Ecos de cornetas tamizan en las bocacalles, la luz solar zigzaguea entre la piel y el asfalto, un escalofrío hirviente baja por los brazos y galvaniza en los ojos. El mediodía parece medianoche con oscuridades que rondan la región pectoral en medio de una película iniciada hace bastante tiempo con muchos actores que no entendían que la solución de un país está muy lejos de la mano dura de los “salvadores de la patria” y de otros que prefirieron escurrir su responsabilidad al renunciar a su compromiso como diputados y senadores del finado Congreso de la República. El tiempo siempre esclarece enredos e imágenes borrosas, ahora quizás muchos reconozcamos errores y otros tantos seguirán firmes en su terquedad. Sólo que esta circunstancia venezolana está plagada de mucho dolor, heridas profundas, hambre, desnutrición y muerte infantil; cotas infranqueables de una reflexión pendiente que nos persigue por cada segundo de cada día, de cada sonrisa que se desvanece en la niebla de varias lágrimas acumuladas en el rabillo de los ojos.

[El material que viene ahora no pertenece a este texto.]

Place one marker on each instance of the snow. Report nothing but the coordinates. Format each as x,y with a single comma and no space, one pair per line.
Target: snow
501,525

   Las voces suenan más fuerte que el eco de las chicharras, que las bocinas de los camiones en la Panamericana, conllevan las voces de muchos atropellados, desgarrados, vejados bajo las garras de un monstruo cínico que continúa presentándose como humanístico. La mirada solo llega hasta unos doscientos metros, pero la intensidad, la elocuencia, el coraje de las personas se desborda y transmite la sensación, la certeza de que somos muchos más que están por venir, o que ya cantan en la via: “¿Quiénes somos? ¡Venezuela! ¿Qué queremos? ¡Libertad! “A medida que avanza el mediodía, la mirada encuentra más vericuetos en el laberinto de la muchedumbre creciente, que la semana anterior era menor, y que en el transcurso de los días se siente crecer como el advenimiento de una flor acelerado por recursos fotográficos, en esta ocasión los recursos proceden de la urgencia de un pueblo por sobrevivir, por empezar la reconstrucción, por trascender la puerta final de una noche de pasadizos tenebrosos, amargos, sanguinarios.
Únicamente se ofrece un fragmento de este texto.